When the solid phase biosensors are compared with biosensors that utilize transcriptional switches to respond to analytes and to trigger signal transduction, their superior features can be highlighted. The solid phase biosensors elicit a significant response within 30 min for As(III) and 15 min for Cd(II), which are much shorter than the times required by whole-cell based biosensors whose responses usually take place within 2 to 3 h [22]. The biosensor based on in vitro reconstitution of the transcriptional switch has been reported [23]. In the assay, however, it takes 2 h to bind tetracycline-Renilla luciferase-tagged repressor protein (TetR-Rluc) on its repressor-operator site. In addition to this long assay time requirement, enzyme reactions of luciferase remaining on the wells is needed to obtain a luminescence signal, whereas, in the solid phase biosensors, the fluorescence signal is directly produced by GFP-tagged ArsR or CadC protein with an increase in toxic metal concentrations because dissociation from cis element becomes pronounced in the presence of As(III) or Cd(II). The capability of direct sample addition is another advantage of the solid phase biosensors. In comparison with the previously developed biosensors [13,23], the solid phase biosensors are advantageous in terms of the required assay time and protocol simplicity.

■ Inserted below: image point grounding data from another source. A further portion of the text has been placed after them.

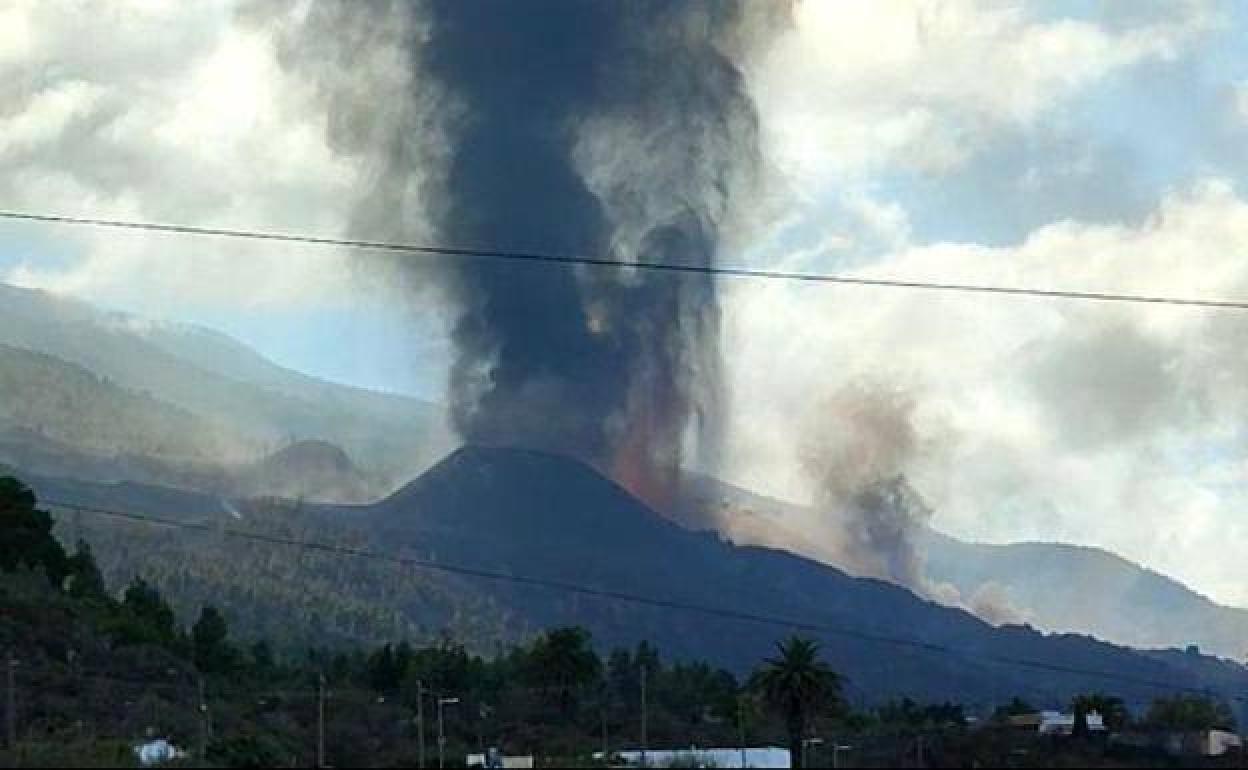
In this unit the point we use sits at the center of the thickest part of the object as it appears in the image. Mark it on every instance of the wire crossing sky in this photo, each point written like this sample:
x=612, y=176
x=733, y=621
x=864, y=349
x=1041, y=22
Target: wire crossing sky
x=613, y=595
x=542, y=257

Additionally, their ease of handling and storage are worth mention as the whole elements of biosensor can be preserved in a same package without lyoprotectants under normal refrigeration conditions, and can be rehydrated by the direct addition of sample.

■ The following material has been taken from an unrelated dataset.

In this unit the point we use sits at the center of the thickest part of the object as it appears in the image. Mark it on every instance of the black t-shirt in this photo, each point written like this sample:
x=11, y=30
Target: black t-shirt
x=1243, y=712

Among environmentally found heterogeneous elements, the hardness of water may weaken the fluorescence intensity of CadC-GFP to Cd(II) because the tendency was more marked in very hard water brand B (203 mg/L as CaCO₃) than in soft water, tap water (56.1 mg/L as CaCO₃) and brand A (42.9 mg/L as CaCO₃). Contrary to this tendency, higher fluorescence responses of ArsR-GFP to As(III) were found in mineral water brand B. The opposite effects might be caused due to different behavior of the trans factors (CadC and ArsR) in very hard water and/or different reactivities of the buffers (Tris-HCl and KPB) to minerals. Therefore, in very hard water, dissociation of CadC-GFP from the solid phase might be partially hampered, resulting in the lower fluorescence values. In case of CadC-GFP, by taking an adequate control adjusted to the hardness of water, the solid phase biosensors can be provided as a common tool for monitoring of Cd(II) in drinking water. Thus, it was demonstrated that the developed solid phase biosensors offer a simple operating procedure and have the portability, stability and sensitivity which are necessary for monitoring of toxic metals in drinking water.